69歳のジェーン・ケルベイと夫のアラン(70歳)は火曜日、ヨット「ブライト・フューチャー」でイングランドからフランスへ向けて航行中、全長409フィートのロシアのフリゲート艦「アドミラル・グリゴロヴィッチ」に不気味なほど接近した。軍艦は4、5発の警告射撃を行い、ジェーンはその音を「鞭の crack のような音」と表現した。銃声を聞けば、それが銃だと分かるからだ。

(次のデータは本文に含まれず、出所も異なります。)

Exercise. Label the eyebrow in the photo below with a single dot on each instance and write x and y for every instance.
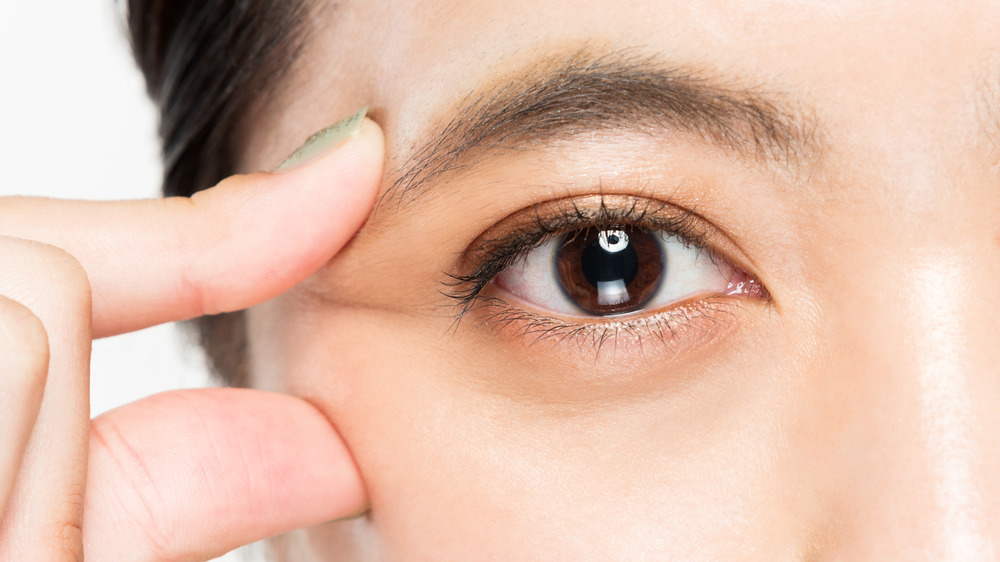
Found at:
(560, 98)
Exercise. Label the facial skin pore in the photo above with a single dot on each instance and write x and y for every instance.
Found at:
(849, 415)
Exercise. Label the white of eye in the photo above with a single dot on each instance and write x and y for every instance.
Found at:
(686, 271)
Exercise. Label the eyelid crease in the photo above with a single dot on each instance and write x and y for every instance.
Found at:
(489, 255)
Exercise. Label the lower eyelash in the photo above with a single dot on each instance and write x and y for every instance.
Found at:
(668, 327)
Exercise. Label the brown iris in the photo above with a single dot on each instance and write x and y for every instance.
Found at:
(611, 270)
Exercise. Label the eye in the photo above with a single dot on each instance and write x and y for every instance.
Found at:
(615, 270)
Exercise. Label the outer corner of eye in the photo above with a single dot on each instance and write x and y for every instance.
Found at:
(619, 271)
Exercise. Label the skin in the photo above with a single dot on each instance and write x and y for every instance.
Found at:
(852, 418)
(851, 415)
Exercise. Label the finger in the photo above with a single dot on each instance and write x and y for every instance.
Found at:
(45, 511)
(229, 247)
(24, 363)
(190, 475)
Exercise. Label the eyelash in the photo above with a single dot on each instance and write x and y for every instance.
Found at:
(489, 257)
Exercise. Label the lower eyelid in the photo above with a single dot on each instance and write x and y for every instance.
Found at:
(667, 332)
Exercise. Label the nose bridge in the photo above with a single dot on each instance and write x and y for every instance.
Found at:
(926, 431)
(949, 372)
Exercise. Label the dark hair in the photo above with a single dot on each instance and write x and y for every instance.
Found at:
(207, 63)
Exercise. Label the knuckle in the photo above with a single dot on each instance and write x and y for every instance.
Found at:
(35, 272)
(135, 497)
(24, 343)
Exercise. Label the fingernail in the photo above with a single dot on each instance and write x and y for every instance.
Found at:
(324, 141)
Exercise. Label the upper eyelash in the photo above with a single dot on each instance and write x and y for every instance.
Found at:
(491, 257)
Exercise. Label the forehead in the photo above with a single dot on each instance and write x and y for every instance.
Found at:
(876, 71)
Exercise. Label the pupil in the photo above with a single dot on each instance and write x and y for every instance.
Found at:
(610, 258)
(610, 271)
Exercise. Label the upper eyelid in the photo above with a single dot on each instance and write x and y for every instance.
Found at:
(571, 213)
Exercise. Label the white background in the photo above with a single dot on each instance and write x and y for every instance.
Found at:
(75, 122)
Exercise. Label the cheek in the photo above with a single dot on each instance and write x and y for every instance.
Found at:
(453, 468)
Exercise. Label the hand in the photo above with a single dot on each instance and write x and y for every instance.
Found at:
(186, 475)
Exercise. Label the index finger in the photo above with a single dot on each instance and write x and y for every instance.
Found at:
(244, 241)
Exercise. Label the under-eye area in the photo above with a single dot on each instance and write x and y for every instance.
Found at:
(602, 270)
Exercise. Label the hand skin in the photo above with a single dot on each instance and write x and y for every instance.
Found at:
(186, 475)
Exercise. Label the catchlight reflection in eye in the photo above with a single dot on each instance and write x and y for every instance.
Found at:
(614, 271)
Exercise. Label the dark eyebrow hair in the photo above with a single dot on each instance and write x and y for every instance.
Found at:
(563, 97)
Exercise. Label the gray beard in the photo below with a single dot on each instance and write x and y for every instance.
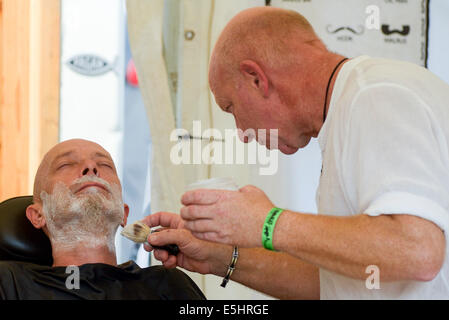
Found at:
(90, 218)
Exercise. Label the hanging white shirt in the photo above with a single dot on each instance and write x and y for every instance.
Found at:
(385, 149)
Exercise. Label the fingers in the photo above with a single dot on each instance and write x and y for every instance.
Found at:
(201, 225)
(249, 188)
(164, 219)
(193, 212)
(180, 237)
(202, 196)
(167, 260)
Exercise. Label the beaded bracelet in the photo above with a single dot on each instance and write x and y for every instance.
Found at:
(231, 267)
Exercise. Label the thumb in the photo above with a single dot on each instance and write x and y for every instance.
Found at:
(180, 237)
(249, 188)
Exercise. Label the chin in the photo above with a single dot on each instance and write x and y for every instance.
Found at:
(288, 149)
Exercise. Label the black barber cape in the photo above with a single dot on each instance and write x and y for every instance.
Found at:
(28, 281)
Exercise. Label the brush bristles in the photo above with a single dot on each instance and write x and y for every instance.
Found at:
(137, 232)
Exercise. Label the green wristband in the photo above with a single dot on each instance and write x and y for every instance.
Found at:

「私たちは、これが過大評価されるのを望んでいないだけ」とジェーンは水曜日、ガーディアン紙に語った。「このことで第三次世界大戦が始まってほしくない。なぜなら、もし彼らがただ5回の警笛を鳴らしただけなら、私たちは報告しなかっただろう。銃撃だけがちょっと驚きだった。」
英国国防省(MoD)によると、ロシア艦艇は、英国領海外のワイト島南方約20海里にいた英国旗を掲げた40フィートのヨットに連絡を試みた後、衝突の可能性を防ぐために警告射撃を行ったという。ロシア国防省はテレグラムに、ヨットが「危険な接近」をしており、信号弾や音響信号が効かなかった後に警告射撃を行ったと投稿した。
ジェーンはそれは全くのナンセンスだと言う。「私たちはリミントンからシェルブールへの針路を約5ノットで進んでいた」と彼女は説明した。「危険は全くなかった。彼らと衝突するような状況ではなかった。彼らは漂流しているようには見えなかった。彼らが言うように、操船不能だったわけではない。」
ジェーンによると、ヨットは自動識別システム(AIS)を作動させていたため、ロシア側は彼らの位置を正確に把握していた。「彼らには私たちを警告する十分な機会があった」と彼女は言う。「信号弾も撃たなかったし、無線も使わなかった。ただ5回の警笛を鳴らしただけだ。私たちは針路を変えて応じたのに、さらに5回の警笛を鳴らし、その後警告射撃をした。」彼女はさらに、夫婦はその後エンジンをかけ、90度左に舵を切って道を譲ったと付け加えた。彼らは優先権を持つ側だったにもかかわらずだ。「軍艦と争うつもりはなかった。」
2023年にNHSや介護施設、さらにはボリス・ジョンソンのための看板製造業を40年営んで引退したケルベイ夫妻は、事件後、英国沿岸警備隊に連絡した。HMSタインのボートが彼らの様子を見に来た。元製造部長のダニエル・マーフィーは、夫妻の動じない対応は典型的だと語る。「彼らは人生をうまく見る方法を持っている。物事を軽く受け流し、毅然としている。不遜でユーモアがある。」